I was wearing a RipCurl GPS watch (www.ripcurl.com.au/mens/watches/surf.html) and was logging my trip. I know that this particular watch is not the best for application (windsurfing), but it gives a detailed journey of where you went and went the quickest etc.
Now, I would like to use it to locate where I lost the fin, and the exact co-ordinates would be really handy. All the GPS app gives me is a line on Google Earth, not the co-ords.
Does anyone know how to download the file anywhere to get that? Or, has someone been in a similar position and done something different and had success?

Thanks in advance!

Gregg
fangman
fangman

WA

1906 posts

30 Dec 2017 11:06am
Select to expand quote
Greggo25 said..
Hi All,
The other day I was out windsurfing and happened to lose my fin. The water is clear and about waist deep.
I was wearing a RipCurl GPS watch (www.ripcurl.com.au/mens/watches/surf.html) and was logging my trip. I know that this particular watch is not the best for application (windsurfing), but it gives a detailed journey of where you went and went the quickest etc.
Now, I would like to use it to locate where I lost the fin, and the exact co-ordinates would be really handy. All the GPS app gives me is a line on Google Earth, not the co-ords.
Does anyone know how to download the file anywhere to get that? Or, has someone been in a similar position and done something different and had success?

Thanks in advance!

Gregg




Hey Gregg, if you can get you track loaded onto Google Earth, zoom in to the spot to the maximum and then rest the mouse arrow on the exact spot you want. On a desktop/laptop* down at the bottom of the screen should be a read out of the exact co ordinates lat/long.
*(I dont know if this works on mobile devices though)
elmo
elmo

WA

8879 posts

30 Dec 2017 6:11pm
I've tried to use a file from a GT11 to locate a fin in chest deep water.
It's not easy getting back to the precise spot.
You have the error from the original reading plus the error from the new reading put the 2 together and you have a big patch of water to scan.

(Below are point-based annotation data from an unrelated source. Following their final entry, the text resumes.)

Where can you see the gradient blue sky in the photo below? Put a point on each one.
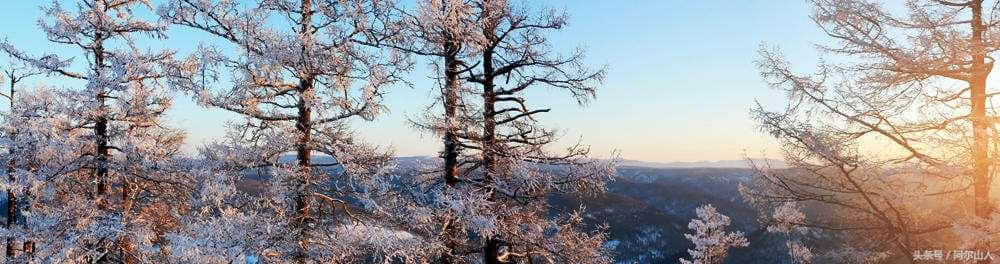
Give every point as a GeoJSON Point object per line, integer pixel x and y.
{"type": "Point", "coordinates": [680, 85]}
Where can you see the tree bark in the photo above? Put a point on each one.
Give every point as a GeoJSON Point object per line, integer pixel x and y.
{"type": "Point", "coordinates": [303, 124]}
{"type": "Point", "coordinates": [11, 198]}
{"type": "Point", "coordinates": [101, 128]}
{"type": "Point", "coordinates": [450, 110]}
{"type": "Point", "coordinates": [491, 251]}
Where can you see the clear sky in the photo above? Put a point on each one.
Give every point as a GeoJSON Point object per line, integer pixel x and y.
{"type": "Point", "coordinates": [680, 85]}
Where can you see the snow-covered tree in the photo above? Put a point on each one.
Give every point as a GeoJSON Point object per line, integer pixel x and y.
{"type": "Point", "coordinates": [711, 240]}
{"type": "Point", "coordinates": [297, 83]}
{"type": "Point", "coordinates": [445, 33]}
{"type": "Point", "coordinates": [117, 111]}
{"type": "Point", "coordinates": [889, 139]}
{"type": "Point", "coordinates": [15, 72]}
{"type": "Point", "coordinates": [515, 168]}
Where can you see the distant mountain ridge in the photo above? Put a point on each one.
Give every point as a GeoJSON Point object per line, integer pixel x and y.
{"type": "Point", "coordinates": [774, 163]}
{"type": "Point", "coordinates": [741, 163]}
{"type": "Point", "coordinates": [408, 161]}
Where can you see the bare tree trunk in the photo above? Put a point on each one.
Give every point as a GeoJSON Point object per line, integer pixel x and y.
{"type": "Point", "coordinates": [490, 253]}
{"type": "Point", "coordinates": [11, 198]}
{"type": "Point", "coordinates": [303, 151]}
{"type": "Point", "coordinates": [450, 108]}
{"type": "Point", "coordinates": [450, 95]}
{"type": "Point", "coordinates": [101, 130]}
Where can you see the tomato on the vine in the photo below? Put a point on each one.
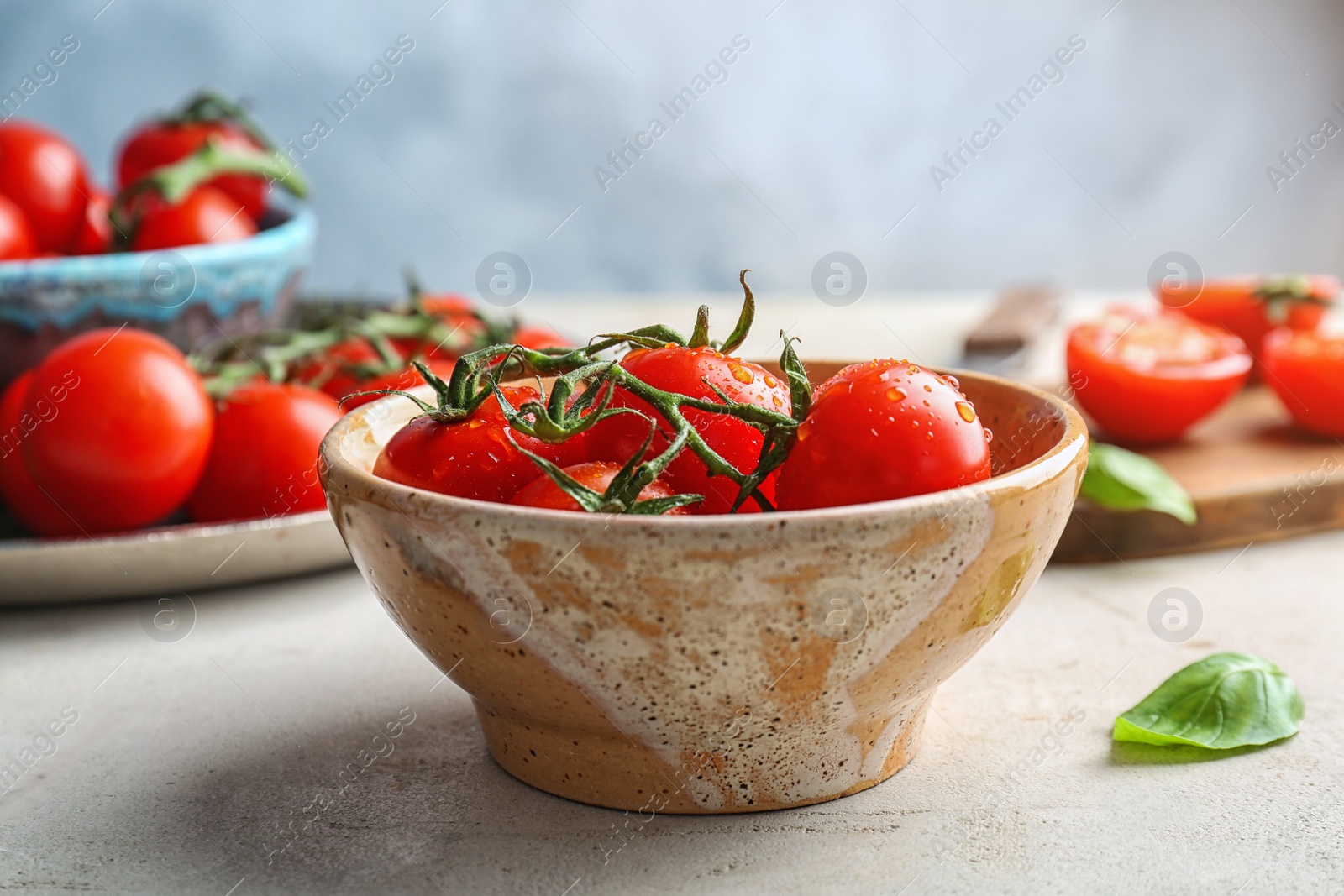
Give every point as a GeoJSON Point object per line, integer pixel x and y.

Still on a nice summers day it's worth a look
tbwonder
tbwonder

NSW

735 posts

30 Dec 2017 9:46pm
A friend of mine lost a fin at Budgie, six months later I decided to have a look for it. I got his file from KA72 and looked for the spot where he fell off. I used Google earth to get the coordinates and put these into my GT31 as a waypoint. Then navigated to this waypoint on a SUP. The last 50 metres or so are really difficult as it is quite confusing to work out which way you need to go. I took with me a stake to mark my search start point. The weed is super thick so I had no chance of seeing the fin although the water is only 50cm deep, I made a searching tool, which was 4 nails in a piece of wood attached to an old broom handle (imagine something similar to a garden fork).
Once I had located the spot I starting stabbing the fork into the mud, after 10 or so stabs I hit something solid, I dug into the mud and up came the fin, the brass inserts needed some work, but otherwise all good.

You might be wondering how the fin came out in the first place, Previously he had borrowed the fins bolts for another board (leaving the delta fin in the board) and had forgotten to put them back. So after 2 or 3 runs the fin fell out.